Alas, the nearby coalmines that provide for the Chatterleys' wealth – with their belching stacks and 24-hour mechanical noises and grubby housing with their insolent workers – are never far from her awareness, and when she eventually runs into the gamekeeper, Oliver Mellors, Lady Chatterley is unsettled by the wild in him as well. When they eventually start their affair and Mellors (who is educated and army-disciplined and seems to be in a class of his own) is free to speak his mind, he mainly decries the “modern condition” of people working in pursuit of money, instead of just enough to sustain themselves and filling the rest of their time being “real men” and “real women” taking delight in each other; all of modern life is the collieries encroaching on the forest; the mechanical displacing the natural. For the first time with Mellors, Connie experiences more than just release with sex: 
She clung to him unconscious in passion, and he never quite slipped from her, and she felt the soft bud of him within her stirring, and strange rhythms flushing up into her with a strange rhythmic growing motion, swelling and swelling till it filled all her cleaving consciousness, and then began again the unspeakable motion that was not really motion, but pure deepening whirlpools of sensation swirling deeper and deeper through all her tissue and consciousness, till she was one perfect concentric fluid of feeling, and she lay there crying in unconscious inarticulate cries.
And eventually, the pair are dancing naked in the rain, weaving buds into each other's body hair, and as Mellors “cups her tail” with his hand, stroking “the two secret openings to her body” (which referred, in my mind, back to the man who didn't want knowledge of another's experience in the w.c.), it's the ability to appear open and without shame in front of one another – in a way that Mellors explains is beyond the base rutting that animals engage in – that marks a return to Paradise:
She felt, now, she had come to the real bedrock of her nature, and was essentially shameless. She was her sensual self, naked and unashamed. She felt a triumph, almost a vainglory. So! That was how it was! That was life! That was how oneself really was! There was nothing left to disguise or be ashamed of. She shared her ultimate nakedness with a man, another being.

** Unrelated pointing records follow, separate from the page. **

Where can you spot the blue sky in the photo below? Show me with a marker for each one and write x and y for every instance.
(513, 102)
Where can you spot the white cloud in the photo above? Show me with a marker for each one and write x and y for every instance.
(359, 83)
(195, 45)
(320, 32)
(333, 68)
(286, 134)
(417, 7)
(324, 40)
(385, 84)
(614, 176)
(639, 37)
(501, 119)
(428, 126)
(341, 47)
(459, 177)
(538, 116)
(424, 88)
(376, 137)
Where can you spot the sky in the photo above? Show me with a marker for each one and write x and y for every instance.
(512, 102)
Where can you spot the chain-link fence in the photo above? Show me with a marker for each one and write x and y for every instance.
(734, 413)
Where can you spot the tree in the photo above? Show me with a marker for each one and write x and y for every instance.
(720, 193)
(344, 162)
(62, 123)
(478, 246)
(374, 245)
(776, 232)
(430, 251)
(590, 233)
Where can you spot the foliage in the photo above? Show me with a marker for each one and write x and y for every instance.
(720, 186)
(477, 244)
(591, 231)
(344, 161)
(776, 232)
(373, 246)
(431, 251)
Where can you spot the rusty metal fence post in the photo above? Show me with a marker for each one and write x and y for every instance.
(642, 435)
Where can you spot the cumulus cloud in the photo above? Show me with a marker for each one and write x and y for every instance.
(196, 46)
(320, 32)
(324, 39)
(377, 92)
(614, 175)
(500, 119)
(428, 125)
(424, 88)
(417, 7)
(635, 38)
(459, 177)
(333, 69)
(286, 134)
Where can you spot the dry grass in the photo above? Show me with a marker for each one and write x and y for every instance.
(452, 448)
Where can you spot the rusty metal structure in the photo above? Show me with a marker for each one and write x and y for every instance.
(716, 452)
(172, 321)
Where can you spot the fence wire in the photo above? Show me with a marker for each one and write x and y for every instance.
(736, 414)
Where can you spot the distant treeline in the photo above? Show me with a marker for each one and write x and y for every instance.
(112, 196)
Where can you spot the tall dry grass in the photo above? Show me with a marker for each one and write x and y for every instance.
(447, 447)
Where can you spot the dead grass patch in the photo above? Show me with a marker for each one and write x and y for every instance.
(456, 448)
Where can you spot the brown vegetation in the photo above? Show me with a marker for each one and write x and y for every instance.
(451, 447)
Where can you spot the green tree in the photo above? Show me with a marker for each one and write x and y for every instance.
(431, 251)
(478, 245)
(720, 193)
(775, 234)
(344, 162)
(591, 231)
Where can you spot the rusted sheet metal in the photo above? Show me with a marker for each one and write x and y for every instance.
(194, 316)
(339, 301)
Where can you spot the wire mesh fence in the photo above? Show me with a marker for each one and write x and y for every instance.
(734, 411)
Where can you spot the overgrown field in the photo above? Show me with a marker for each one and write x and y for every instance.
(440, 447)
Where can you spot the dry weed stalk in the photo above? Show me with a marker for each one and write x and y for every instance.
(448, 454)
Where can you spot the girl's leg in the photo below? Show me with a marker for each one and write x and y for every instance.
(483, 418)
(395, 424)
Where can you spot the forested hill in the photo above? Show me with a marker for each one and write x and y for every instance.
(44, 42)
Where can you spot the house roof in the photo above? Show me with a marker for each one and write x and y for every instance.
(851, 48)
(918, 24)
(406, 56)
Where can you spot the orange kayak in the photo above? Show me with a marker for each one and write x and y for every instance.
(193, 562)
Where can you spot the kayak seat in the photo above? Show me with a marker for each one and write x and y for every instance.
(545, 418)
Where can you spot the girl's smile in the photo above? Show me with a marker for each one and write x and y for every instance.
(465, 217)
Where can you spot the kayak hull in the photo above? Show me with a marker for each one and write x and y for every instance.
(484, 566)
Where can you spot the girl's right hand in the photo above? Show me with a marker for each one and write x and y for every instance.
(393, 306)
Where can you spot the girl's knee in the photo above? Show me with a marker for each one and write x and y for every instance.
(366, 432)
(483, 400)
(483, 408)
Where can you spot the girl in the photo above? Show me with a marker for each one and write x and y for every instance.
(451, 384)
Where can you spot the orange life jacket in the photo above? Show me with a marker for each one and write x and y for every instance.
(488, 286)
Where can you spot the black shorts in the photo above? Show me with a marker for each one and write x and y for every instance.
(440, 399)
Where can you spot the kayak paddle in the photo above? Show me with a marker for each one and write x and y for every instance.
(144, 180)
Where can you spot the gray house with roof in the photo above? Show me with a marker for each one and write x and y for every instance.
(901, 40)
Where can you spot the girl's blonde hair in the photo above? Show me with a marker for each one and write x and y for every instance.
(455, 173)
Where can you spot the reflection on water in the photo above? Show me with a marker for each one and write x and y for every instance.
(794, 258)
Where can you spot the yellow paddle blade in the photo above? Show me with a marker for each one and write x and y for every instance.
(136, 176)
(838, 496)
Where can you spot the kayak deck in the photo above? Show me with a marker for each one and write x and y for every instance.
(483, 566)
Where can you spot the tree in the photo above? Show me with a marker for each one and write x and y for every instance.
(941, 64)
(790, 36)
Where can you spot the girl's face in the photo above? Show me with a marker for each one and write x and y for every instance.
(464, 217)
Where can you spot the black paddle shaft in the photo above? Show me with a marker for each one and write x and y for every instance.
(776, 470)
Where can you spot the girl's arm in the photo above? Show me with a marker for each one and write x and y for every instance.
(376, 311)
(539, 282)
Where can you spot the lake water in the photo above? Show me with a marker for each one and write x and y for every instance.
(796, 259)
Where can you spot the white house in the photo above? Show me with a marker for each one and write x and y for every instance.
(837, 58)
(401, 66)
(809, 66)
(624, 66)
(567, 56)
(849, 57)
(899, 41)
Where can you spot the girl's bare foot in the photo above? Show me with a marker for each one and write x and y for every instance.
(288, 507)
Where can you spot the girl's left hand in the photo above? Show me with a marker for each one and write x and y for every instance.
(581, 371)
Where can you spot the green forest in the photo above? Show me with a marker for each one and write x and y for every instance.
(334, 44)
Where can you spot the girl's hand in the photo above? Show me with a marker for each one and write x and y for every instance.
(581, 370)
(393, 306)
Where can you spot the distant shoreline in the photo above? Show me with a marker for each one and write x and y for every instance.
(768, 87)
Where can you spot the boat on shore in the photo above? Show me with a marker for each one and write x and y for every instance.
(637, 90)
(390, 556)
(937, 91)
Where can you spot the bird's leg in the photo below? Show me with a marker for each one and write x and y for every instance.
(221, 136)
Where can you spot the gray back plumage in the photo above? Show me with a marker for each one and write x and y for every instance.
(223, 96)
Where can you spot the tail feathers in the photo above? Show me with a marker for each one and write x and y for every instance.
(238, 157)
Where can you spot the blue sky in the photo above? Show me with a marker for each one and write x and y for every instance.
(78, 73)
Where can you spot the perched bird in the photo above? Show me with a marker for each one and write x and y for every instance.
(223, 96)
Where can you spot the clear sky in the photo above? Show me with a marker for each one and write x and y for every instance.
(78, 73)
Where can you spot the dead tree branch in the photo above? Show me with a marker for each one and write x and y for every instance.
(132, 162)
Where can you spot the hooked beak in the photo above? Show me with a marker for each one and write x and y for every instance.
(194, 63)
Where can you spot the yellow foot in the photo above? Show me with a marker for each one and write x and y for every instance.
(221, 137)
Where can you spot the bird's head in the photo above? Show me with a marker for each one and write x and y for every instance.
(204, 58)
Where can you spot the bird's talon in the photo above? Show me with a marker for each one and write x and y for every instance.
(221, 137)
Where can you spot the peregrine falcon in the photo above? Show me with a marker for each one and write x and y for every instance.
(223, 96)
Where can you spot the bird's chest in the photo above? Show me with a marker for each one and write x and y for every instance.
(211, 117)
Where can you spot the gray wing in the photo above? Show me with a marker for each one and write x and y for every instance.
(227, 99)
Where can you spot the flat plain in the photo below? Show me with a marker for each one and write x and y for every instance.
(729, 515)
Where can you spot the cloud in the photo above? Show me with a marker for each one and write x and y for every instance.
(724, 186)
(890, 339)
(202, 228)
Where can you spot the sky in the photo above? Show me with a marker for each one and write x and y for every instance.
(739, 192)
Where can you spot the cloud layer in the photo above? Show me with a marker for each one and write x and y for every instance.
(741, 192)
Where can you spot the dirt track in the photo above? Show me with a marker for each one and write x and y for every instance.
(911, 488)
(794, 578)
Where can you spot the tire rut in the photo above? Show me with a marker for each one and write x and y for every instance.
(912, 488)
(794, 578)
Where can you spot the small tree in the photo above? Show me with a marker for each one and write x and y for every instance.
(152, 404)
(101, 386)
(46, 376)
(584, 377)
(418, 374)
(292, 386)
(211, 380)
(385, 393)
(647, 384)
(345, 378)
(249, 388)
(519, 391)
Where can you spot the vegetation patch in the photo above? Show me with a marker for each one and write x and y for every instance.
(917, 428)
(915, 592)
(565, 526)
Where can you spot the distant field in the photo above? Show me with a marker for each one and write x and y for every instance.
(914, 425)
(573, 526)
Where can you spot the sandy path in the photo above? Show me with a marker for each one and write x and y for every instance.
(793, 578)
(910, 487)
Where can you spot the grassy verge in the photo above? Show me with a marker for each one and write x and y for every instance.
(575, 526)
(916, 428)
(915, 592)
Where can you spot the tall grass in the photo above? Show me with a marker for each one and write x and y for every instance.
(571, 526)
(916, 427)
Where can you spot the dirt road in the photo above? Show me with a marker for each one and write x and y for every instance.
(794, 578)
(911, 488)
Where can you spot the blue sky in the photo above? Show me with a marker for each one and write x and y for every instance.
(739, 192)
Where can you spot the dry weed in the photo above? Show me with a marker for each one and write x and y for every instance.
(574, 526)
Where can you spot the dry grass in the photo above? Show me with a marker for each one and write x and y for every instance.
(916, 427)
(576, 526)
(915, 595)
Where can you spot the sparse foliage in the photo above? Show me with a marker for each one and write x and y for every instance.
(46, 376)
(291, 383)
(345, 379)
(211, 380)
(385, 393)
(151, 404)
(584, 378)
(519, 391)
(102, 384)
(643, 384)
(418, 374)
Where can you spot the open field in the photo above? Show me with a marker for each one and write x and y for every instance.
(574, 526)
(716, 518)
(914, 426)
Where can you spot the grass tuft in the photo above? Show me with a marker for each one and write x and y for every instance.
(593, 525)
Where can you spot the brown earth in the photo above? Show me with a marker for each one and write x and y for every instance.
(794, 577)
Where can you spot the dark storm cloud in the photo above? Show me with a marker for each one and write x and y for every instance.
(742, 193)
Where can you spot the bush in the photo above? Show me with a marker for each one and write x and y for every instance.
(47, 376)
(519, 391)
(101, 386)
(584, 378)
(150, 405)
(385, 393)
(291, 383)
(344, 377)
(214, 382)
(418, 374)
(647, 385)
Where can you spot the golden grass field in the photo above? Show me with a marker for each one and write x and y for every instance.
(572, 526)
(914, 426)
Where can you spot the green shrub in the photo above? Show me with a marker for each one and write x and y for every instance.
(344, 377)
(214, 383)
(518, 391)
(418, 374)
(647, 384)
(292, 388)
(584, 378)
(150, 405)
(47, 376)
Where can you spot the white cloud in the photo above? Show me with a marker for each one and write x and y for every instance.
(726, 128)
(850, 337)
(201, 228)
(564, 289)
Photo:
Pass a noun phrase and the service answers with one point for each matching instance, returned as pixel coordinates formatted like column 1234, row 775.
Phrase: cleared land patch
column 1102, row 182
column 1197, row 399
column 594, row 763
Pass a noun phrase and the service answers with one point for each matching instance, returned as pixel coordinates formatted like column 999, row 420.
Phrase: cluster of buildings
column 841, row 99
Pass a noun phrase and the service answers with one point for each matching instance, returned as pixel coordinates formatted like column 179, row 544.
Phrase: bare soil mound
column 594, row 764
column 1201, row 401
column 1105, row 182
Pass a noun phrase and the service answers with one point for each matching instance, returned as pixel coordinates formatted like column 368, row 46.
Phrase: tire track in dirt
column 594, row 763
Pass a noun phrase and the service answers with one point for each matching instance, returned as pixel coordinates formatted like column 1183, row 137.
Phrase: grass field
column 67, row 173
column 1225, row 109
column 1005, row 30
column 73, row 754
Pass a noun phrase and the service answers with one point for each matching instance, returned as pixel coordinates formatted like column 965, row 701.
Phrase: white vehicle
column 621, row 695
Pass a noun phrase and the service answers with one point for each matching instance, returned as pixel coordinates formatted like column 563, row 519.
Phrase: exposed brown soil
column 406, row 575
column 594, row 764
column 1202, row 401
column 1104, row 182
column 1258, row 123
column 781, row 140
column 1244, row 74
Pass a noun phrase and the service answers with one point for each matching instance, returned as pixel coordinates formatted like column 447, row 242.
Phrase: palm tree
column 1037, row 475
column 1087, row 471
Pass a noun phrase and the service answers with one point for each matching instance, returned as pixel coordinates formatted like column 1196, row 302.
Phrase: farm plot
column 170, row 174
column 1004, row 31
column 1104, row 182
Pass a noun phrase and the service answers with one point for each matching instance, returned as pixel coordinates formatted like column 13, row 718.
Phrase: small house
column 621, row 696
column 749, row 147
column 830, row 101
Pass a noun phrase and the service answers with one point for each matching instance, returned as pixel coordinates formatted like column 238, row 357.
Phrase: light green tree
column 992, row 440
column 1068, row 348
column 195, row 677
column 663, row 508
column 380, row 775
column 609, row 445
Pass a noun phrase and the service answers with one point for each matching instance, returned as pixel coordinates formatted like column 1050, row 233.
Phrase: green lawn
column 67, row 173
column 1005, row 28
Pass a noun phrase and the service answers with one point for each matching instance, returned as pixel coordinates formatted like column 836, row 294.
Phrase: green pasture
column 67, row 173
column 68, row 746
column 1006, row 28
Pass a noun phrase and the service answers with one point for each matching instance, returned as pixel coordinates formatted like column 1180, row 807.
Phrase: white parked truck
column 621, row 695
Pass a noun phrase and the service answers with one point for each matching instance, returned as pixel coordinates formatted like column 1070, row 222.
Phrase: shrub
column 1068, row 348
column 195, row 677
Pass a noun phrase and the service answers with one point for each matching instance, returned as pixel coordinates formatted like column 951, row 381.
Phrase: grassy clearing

Having had her husband's permission (and for the sake of an heir, her husband's tacit encouragement) to have herself an affair, it would seem that Lady Chatterley's only crime was to not remain emotionally unattached (and, I suppose also, for mixing with a commoner), but as seems to be the point, once we have stood wholly naked and unashamed in front of another, we are open to the sublime and forge true and transcendent bonds. And as for Sir Clifford and the flipside to that particular coin: he has his own shame-free scenes – engaging a matronly nurse to care for his body – and when he realises he has lost his wife, Clifford turns to the nurse “like a baby” (which Lawrence frequently suggests here that most men are at heart): “He would put his hand into her bosom and feel her breasts, and kiss them in exultation, the exultation of perversity, of being a child when he was a man.” The book ends without resolution, with Mellors learning the art of farming so as to prepare for when Connie and their baby can join him in a life that returns to nature; one without need for excessive labour in the pursuit of money and overspending; no bowing before the "bitch-goddess Success" or "the Mammon of mechanised greed".

I might have quibbles with anachronistic prejudices and stylistic choices – I wouldn't call this a novel that truly stands the test of time – but I do admire what Lawrence was trying to put down on the page. Perhaps I'll pick it up again a few decades hence and see what I glean anew.